PonDeFlick can be viewed as an application of the marking menu with four flick directions to an annular key layout, whereas PonDeSlide is a linear menu. Regarding comparing the marking and linear menus, a paper reported experiments on learning with a grid-based marking menu (M3 Gesture Menu), a multi-stroke marking menu, and a linear menu on a smartphone [
35]. The experimental results exhibited that the users of the two marking menus got much faster after three ten-minute practice sessions, whereas those of the linear menu did not. Our experimental results showed the same tendency on a small smartwatch touchscreen. In the experiment, PonDeFlick showed that the speed of flicking made up for the extra time to slide toward the center. This finding might apply to a more general menu interface on a small surface. Commonalizing flick operations with users’ familiar interface can benefit easy operation, even if the key layout differs. In other words, the flick operations can be designed separately from the key layout to some extent.

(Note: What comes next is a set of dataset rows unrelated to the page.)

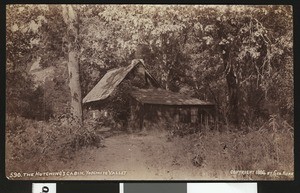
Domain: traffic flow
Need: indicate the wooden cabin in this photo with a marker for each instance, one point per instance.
(151, 102)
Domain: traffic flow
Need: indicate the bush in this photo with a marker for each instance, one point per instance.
(40, 143)
(269, 147)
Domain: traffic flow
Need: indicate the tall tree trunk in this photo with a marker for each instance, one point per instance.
(232, 84)
(71, 21)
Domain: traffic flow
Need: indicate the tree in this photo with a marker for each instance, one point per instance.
(71, 19)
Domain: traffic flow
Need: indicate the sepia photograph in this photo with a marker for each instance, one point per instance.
(149, 92)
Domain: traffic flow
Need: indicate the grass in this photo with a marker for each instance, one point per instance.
(214, 154)
(204, 153)
(45, 146)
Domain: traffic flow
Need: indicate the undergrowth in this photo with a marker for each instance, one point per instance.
(41, 146)
(214, 153)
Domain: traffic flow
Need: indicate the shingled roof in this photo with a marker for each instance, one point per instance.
(110, 81)
(164, 97)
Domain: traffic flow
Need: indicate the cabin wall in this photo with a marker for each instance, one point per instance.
(155, 114)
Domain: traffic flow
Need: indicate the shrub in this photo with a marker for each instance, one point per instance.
(40, 143)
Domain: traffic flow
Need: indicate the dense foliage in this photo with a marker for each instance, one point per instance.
(239, 57)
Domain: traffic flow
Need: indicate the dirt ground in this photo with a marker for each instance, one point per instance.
(138, 156)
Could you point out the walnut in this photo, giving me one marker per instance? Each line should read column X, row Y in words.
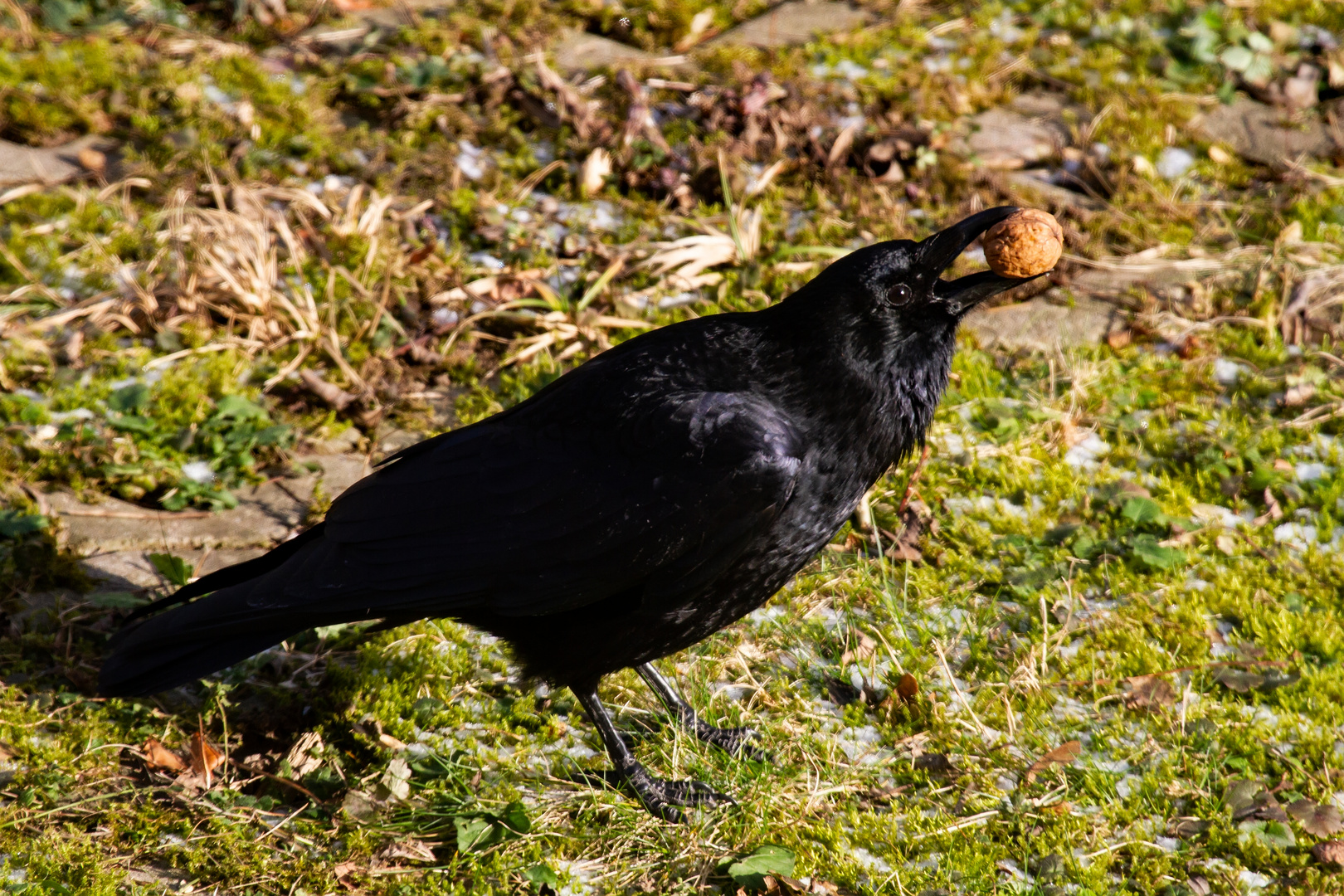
column 1025, row 243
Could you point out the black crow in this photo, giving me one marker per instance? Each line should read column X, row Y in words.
column 633, row 507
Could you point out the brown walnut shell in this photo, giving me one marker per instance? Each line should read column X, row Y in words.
column 1025, row 243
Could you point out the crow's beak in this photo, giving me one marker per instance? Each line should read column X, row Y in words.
column 938, row 251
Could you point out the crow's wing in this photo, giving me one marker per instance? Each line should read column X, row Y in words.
column 530, row 514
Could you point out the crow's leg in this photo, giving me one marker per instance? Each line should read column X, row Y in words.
column 734, row 740
column 659, row 796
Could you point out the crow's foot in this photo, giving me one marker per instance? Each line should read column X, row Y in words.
column 661, row 796
column 735, row 742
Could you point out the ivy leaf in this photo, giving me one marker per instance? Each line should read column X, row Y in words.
column 129, row 399
column 14, row 524
column 1320, row 821
column 1274, row 835
column 1142, row 511
column 750, row 871
column 117, row 601
column 1148, row 551
column 173, row 567
column 240, row 409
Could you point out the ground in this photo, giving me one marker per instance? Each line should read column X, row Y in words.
column 1090, row 644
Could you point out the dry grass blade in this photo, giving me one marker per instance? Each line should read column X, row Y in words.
column 1062, row 755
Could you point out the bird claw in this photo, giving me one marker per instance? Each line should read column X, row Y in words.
column 661, row 796
column 735, row 742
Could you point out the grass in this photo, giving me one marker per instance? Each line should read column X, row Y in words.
column 1124, row 627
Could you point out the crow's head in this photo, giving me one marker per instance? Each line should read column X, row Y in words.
column 903, row 280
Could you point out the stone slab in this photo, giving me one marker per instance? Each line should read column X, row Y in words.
column 1025, row 132
column 132, row 570
column 265, row 514
column 1042, row 327
column 1266, row 134
column 791, row 23
column 582, row 51
column 46, row 165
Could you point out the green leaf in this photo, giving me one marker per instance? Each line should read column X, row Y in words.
column 171, row 567
column 475, row 833
column 538, row 874
column 132, row 423
column 750, row 871
column 515, row 817
column 14, row 524
column 117, row 599
column 1148, row 551
column 1274, row 835
column 129, row 398
column 1142, row 511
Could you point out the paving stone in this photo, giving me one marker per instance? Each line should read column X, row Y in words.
column 1264, row 134
column 582, row 51
column 791, row 23
column 1025, row 132
column 1038, row 184
column 132, row 570
column 1043, row 327
column 265, row 514
column 46, row 165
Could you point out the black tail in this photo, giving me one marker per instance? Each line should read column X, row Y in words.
column 245, row 614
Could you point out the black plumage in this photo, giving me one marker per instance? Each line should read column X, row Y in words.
column 636, row 505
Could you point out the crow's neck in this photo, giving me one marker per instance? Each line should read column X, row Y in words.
column 869, row 391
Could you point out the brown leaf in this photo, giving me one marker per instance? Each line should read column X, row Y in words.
column 1062, row 755
column 934, row 762
column 160, row 757
column 1329, row 852
column 344, row 874
column 205, row 758
column 301, row 757
column 859, row 652
column 1320, row 821
column 1148, row 692
column 334, row 395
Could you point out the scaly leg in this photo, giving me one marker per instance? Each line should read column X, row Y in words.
column 734, row 740
column 659, row 796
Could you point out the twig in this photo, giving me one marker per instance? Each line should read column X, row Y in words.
column 914, row 479
column 279, row 779
column 1199, row 666
column 140, row 514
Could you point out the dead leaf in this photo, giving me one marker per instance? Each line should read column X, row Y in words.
column 205, row 758
column 859, row 652
column 1062, row 755
column 407, row 850
column 301, row 758
column 1320, row 821
column 390, row 742
column 1238, row 680
column 346, row 872
column 1329, row 852
column 160, row 757
column 1149, row 692
column 934, row 762
column 916, row 522
column 1298, row 395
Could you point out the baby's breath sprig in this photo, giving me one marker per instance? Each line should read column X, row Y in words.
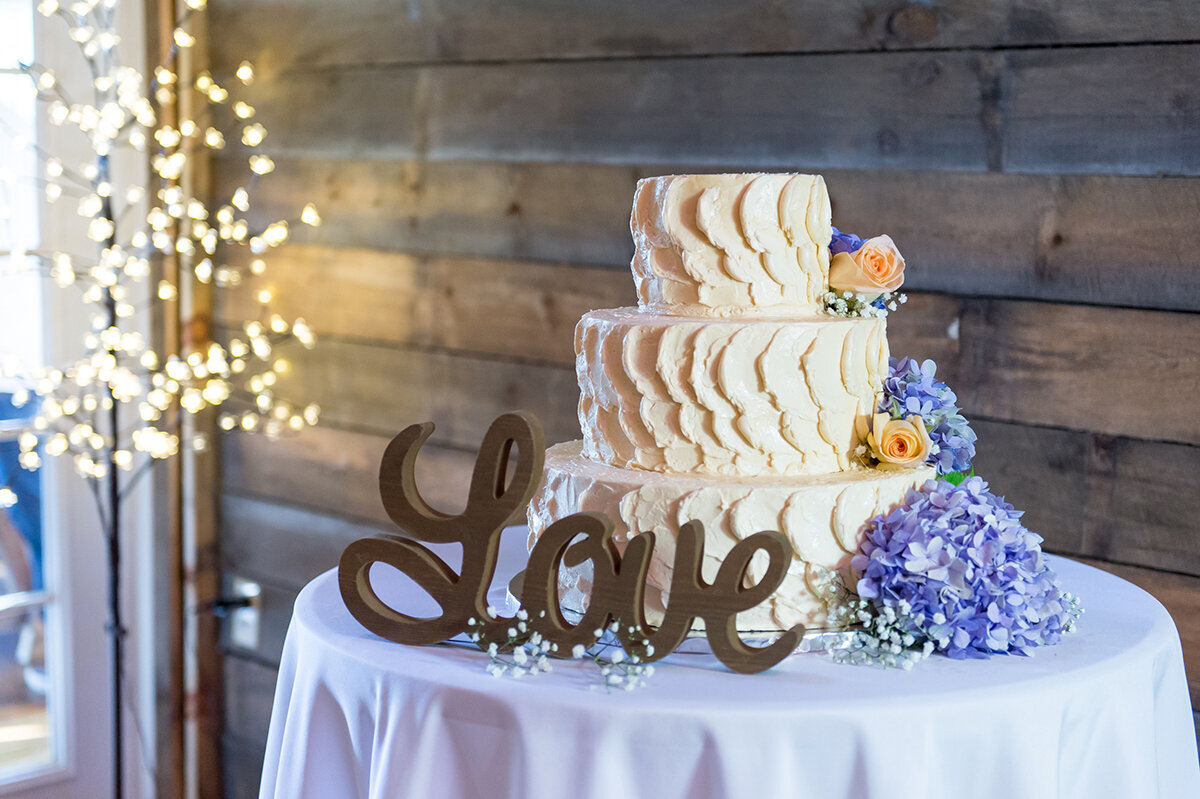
column 891, row 637
column 621, row 670
column 520, row 653
column 853, row 305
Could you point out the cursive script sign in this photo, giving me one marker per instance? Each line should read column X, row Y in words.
column 618, row 586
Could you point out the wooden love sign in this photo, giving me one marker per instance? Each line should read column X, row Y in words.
column 618, row 588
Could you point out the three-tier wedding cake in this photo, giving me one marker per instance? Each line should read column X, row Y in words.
column 731, row 395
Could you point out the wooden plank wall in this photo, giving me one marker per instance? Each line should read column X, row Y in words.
column 474, row 163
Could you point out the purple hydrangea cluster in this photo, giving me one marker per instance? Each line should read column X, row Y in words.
column 844, row 242
column 911, row 389
column 964, row 572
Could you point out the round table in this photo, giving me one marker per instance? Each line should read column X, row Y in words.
column 1103, row 714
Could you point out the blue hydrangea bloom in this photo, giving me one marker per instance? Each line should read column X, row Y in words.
column 911, row 389
column 973, row 577
column 844, row 242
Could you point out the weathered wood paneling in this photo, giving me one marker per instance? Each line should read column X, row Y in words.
column 1008, row 360
column 377, row 388
column 531, row 310
column 1104, row 110
column 321, row 34
column 474, row 164
column 337, row 472
column 1113, row 498
column 285, row 545
column 1128, row 241
column 1108, row 370
column 1126, row 109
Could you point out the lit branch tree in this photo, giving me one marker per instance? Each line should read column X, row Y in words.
column 124, row 403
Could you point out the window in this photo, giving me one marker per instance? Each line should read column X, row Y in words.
column 25, row 736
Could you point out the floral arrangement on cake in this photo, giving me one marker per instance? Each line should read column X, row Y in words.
column 952, row 570
column 917, row 420
column 864, row 276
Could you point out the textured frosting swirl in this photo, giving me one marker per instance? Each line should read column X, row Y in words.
column 821, row 515
column 761, row 396
column 725, row 245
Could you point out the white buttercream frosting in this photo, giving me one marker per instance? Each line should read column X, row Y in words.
column 761, row 396
column 731, row 245
column 727, row 396
column 821, row 515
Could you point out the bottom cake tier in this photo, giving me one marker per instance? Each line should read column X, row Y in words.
column 821, row 515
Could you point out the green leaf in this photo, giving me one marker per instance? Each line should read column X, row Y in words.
column 957, row 478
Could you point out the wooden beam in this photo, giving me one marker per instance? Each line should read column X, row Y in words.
column 531, row 308
column 319, row 34
column 1128, row 241
column 1067, row 110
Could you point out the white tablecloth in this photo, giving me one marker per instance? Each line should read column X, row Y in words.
column 1104, row 714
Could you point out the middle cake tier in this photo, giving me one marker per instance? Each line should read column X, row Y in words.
column 750, row 396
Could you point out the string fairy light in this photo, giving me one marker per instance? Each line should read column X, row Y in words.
column 132, row 224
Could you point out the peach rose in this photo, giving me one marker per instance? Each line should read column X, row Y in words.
column 903, row 442
column 875, row 268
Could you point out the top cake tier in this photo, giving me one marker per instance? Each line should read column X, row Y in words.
column 731, row 245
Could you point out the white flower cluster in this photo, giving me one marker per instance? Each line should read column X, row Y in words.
column 879, row 638
column 885, row 638
column 621, row 670
column 525, row 653
column 520, row 654
column 852, row 305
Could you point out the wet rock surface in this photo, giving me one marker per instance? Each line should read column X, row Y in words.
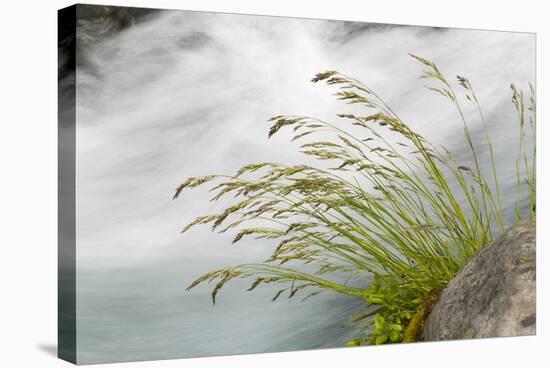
column 493, row 295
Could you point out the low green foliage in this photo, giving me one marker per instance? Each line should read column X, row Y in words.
column 380, row 211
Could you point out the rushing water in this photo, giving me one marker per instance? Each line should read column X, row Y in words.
column 183, row 94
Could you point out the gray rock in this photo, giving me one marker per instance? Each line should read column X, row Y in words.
column 493, row 295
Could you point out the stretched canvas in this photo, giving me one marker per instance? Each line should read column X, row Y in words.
column 233, row 184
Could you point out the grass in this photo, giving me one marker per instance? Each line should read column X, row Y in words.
column 380, row 217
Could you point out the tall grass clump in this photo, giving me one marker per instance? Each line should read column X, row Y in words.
column 380, row 217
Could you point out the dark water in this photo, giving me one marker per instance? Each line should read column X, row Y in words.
column 181, row 94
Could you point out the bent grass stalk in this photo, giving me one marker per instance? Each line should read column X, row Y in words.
column 384, row 218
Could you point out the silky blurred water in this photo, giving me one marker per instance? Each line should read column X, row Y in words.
column 186, row 93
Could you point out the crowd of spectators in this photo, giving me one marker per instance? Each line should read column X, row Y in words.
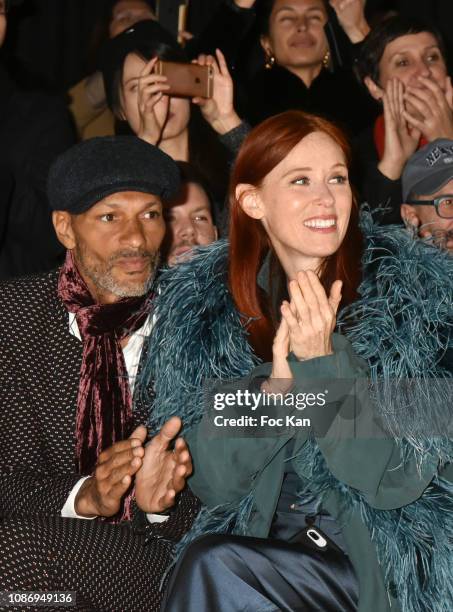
column 324, row 152
column 389, row 88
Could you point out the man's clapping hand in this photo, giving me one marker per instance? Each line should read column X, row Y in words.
column 101, row 494
column 164, row 471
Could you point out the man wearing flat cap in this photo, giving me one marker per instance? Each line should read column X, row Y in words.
column 72, row 442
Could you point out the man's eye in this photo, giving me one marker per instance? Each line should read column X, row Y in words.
column 152, row 214
column 108, row 217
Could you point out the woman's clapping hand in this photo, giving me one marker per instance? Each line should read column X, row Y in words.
column 311, row 316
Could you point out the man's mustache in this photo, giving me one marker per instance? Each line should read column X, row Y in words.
column 137, row 254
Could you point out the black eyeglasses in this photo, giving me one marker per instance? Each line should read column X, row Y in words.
column 443, row 205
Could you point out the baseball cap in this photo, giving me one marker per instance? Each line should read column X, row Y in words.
column 429, row 169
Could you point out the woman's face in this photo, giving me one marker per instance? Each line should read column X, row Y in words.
column 306, row 201
column 127, row 13
column 409, row 57
column 175, row 119
column 296, row 33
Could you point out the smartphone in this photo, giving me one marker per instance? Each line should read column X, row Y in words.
column 339, row 45
column 172, row 15
column 187, row 80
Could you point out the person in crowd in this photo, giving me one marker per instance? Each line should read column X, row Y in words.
column 427, row 185
column 189, row 218
column 403, row 65
column 71, row 441
column 259, row 493
column 34, row 129
column 297, row 73
column 229, row 24
column 137, row 96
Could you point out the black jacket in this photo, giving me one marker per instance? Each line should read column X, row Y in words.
column 337, row 96
column 34, row 129
column 374, row 187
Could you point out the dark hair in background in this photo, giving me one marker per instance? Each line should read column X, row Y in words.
column 384, row 33
column 145, row 50
column 100, row 32
column 249, row 243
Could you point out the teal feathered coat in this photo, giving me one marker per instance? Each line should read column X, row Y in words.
column 393, row 497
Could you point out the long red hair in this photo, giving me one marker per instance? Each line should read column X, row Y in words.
column 263, row 149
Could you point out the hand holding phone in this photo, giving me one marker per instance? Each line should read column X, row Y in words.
column 187, row 80
column 218, row 110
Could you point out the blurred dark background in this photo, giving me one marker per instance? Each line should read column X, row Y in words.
column 50, row 43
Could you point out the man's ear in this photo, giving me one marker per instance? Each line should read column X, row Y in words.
column 409, row 216
column 375, row 91
column 249, row 200
column 62, row 222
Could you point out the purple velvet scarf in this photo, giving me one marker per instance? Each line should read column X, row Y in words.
column 104, row 403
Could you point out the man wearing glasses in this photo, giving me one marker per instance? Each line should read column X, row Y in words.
column 428, row 193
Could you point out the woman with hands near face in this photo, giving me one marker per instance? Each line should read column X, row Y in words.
column 403, row 65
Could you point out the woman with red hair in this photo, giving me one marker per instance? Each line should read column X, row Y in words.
column 303, row 221
column 296, row 514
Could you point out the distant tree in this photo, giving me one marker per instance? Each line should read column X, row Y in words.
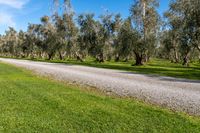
column 145, row 19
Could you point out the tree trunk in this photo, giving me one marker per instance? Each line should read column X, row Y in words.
column 60, row 55
column 176, row 56
column 186, row 60
column 138, row 59
column 117, row 58
column 50, row 56
column 100, row 58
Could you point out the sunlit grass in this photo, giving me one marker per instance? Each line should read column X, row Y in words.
column 35, row 104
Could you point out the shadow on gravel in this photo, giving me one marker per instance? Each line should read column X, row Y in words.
column 163, row 78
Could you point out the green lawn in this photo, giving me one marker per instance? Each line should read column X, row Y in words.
column 155, row 66
column 34, row 104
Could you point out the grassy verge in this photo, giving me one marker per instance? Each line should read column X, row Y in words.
column 34, row 104
column 155, row 66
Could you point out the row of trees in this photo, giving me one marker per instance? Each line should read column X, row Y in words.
column 181, row 38
column 63, row 35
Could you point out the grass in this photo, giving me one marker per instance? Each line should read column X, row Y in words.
column 35, row 104
column 155, row 66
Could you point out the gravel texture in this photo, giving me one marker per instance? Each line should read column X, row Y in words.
column 177, row 94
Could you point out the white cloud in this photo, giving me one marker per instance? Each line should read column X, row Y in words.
column 18, row 4
column 7, row 20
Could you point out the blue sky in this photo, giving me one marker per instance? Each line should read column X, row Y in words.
column 18, row 13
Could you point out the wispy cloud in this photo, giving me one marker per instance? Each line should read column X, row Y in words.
column 18, row 4
column 6, row 20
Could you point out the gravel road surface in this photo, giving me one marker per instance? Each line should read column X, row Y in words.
column 176, row 94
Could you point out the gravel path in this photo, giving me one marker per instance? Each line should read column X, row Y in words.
column 177, row 94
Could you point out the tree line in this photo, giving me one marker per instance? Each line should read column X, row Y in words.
column 144, row 34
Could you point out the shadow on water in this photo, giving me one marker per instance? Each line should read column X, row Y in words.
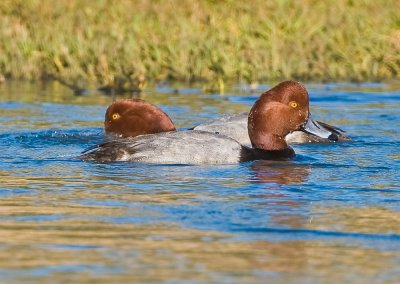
column 330, row 215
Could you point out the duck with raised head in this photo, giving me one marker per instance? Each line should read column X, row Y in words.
column 278, row 112
column 235, row 125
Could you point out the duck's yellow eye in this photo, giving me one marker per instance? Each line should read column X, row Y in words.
column 115, row 116
column 293, row 104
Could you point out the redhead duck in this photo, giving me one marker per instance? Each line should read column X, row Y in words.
column 280, row 111
column 235, row 126
column 130, row 118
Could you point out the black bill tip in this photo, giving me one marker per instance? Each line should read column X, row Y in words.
column 333, row 137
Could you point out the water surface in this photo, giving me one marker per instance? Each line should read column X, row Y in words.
column 331, row 215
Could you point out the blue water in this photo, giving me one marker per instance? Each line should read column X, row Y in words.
column 331, row 215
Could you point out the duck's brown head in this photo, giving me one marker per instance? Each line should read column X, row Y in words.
column 279, row 111
column 130, row 118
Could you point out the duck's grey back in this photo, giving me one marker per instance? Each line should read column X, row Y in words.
column 234, row 126
column 185, row 147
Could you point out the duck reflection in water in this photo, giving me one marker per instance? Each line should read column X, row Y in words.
column 279, row 172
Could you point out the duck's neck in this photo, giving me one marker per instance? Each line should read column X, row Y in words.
column 269, row 142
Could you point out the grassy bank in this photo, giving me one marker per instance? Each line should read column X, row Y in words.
column 125, row 43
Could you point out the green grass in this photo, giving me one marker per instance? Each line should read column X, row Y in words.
column 125, row 43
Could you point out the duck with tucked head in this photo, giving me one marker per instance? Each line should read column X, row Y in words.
column 134, row 117
column 278, row 112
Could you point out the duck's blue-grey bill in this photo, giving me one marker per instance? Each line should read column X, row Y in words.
column 314, row 128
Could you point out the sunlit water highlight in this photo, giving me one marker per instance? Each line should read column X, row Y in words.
column 331, row 215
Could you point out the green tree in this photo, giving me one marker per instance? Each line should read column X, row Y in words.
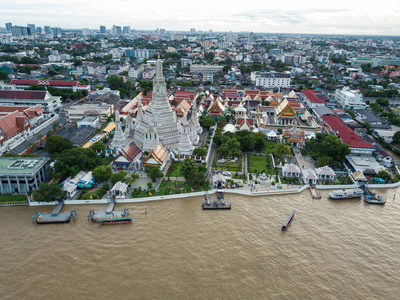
column 48, row 192
column 3, row 75
column 396, row 138
column 193, row 174
column 57, row 144
column 207, row 122
column 102, row 173
column 199, row 152
column 115, row 177
column 282, row 150
column 98, row 146
column 153, row 173
column 384, row 175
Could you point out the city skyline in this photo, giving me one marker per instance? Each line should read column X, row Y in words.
column 291, row 17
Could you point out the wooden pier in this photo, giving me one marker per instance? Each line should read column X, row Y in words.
column 314, row 192
column 55, row 216
column 110, row 216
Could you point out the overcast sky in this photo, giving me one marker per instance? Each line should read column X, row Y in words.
column 290, row 16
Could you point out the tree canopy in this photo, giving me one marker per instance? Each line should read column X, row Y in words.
column 199, row 152
column 153, row 173
column 206, row 122
column 120, row 176
column 193, row 174
column 57, row 144
column 102, row 173
column 328, row 149
column 48, row 192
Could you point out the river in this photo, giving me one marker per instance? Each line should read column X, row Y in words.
column 343, row 249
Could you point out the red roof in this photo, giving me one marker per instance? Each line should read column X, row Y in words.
column 45, row 82
column 78, row 46
column 32, row 95
column 310, row 95
column 12, row 124
column 347, row 135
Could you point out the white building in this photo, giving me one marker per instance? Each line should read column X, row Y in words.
column 349, row 98
column 271, row 79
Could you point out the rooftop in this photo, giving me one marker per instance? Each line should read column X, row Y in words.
column 21, row 165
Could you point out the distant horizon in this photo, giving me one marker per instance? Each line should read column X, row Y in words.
column 291, row 17
column 215, row 31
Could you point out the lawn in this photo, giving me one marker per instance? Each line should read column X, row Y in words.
column 269, row 147
column 229, row 166
column 96, row 193
column 259, row 164
column 295, row 181
column 168, row 188
column 174, row 170
column 13, row 199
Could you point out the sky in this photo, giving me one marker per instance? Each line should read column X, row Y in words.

A limitation of this study is a potential issue that the CPM of the PonDeFlick might not reach stable performance in the 10-day experiment. The experimental period should be longer to obtain stable performance in the long run. Another limitation is that we have not proposed a solution for square-face smartwatches. However, even if the key layout differs from PonDeFlick, it is probably effective to commonalize the flick directions with the numeric-keypad-based text entry on smartphones.